The aquatic fish ectoparasite disease preventive agent described. 4. The preventive agent for cultivated ectoparasite diseases according to claim 1, wherein the cultivated fish is seawater cultivated fish. 5. The preventive agent for cultivated fish ectoparasite according to claim 4, wherein the seawater-cultured fish is yellowtail, amberjack, flatfish, thailand, flounder, puffer fish or its juvenile to juvenile stage. 6. The parasite is Benedenia seriolae (B
enedenia seriolae, Benedenia hoshinai, Benedenia epinepheri
nepheli), Neo-Benidenia SP (Neo)
bendenia sp. ), Heteraxine heterocerc
a), Zeuxapta (Zeuxapta)
japonica and Vivagina Thai (Bivag)
ina tai) 1 or 2 selected from the group consisting of
2. The preventive agent for cultivated fish ectoparasite diseases according to claim 1, which comprises more than one species. 7. The preventive agent for cultivated fish ectoparasitic diseases according to claim 1, wherein the preventive agent contains organized selenium-containing cells and a non-toxic carrier for cultured fish. 8. A non-toxic carrier for cultured fish is calcium carbonate, calcium phosphate, calcium sulfate, wheat flour, starch, dextrin, feed yeast, feed raw grains,
The preventive agent for cultivated fish ectoparasites according to claim 7, which is one or more selected from the group consisting of algae and lees. 9. The preventive agent for cultivated fish ectoparasite disease according to claim 1, wherein the preventive agent is a preventive agent for infection of parasites. 10. A method for preventing ectoparasite diseases in cultured fish, which comprises administering organized selenium-containing cells to the cultured fish. 11. The method for preventing ectoparasite diseases of cultured fish according to claim 10, wherein the organized selenium-containing bacterium is an edible yeast, bacterium, mold or unicellular green alga. 12. The edible yeast is Torulaspora (T), which belongs to the genus Saccharomyces.

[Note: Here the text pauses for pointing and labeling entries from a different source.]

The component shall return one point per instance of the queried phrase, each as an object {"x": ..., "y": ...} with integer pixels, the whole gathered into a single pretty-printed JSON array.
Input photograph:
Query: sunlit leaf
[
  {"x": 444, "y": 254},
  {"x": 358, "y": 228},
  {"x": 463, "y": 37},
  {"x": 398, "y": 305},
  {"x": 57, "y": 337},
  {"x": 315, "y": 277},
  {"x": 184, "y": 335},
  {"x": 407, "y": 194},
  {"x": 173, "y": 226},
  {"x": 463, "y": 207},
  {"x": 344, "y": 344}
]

genus orulaspora, Torrupsis (Toru)
genus Lopsis, Mycotorula
The method for preventing ectoparasite diseases of cultured fish according to claim 11, which is a yeast belonging to the genus a), the genus Candida, and the genus Hansenula. 13. The method for preventing ectoparasite disease of cultured fish according to claim 10, wherein the cultured fish is seawater cultured fish. 14. The method for preventing ectoparasite disease of cultured fish according to claim 13, wherein the seawater-cultured fish is a yellowtail, amberjack, amberjack, thailand, flounder, puffer fish or its juvenile to juvenile stages. 15. The parasite is Benedenia seriolae or Benedenia hoshina.
i), Benedenia
epinepheli), Neobenedenia sp., Heteraxine heterocella
cerca), Zeuxapta japonica (Zeuxa)
pta japonica) and Vivagina Thai (B
The method for preventing cultivated fish ectoparasite diseases according to claim 10, which is one kind or two or more kinds selected from the group consisting of ivagina tai). 16. The method for preventing cultured ectoparasite diseases according to claim 10, wherein the administration method is an oral administration method. 17. The method for preventing ectoparasite disease of cultured fish according to claim 10, wherein the preventive method is a method for preventing parasitic infection.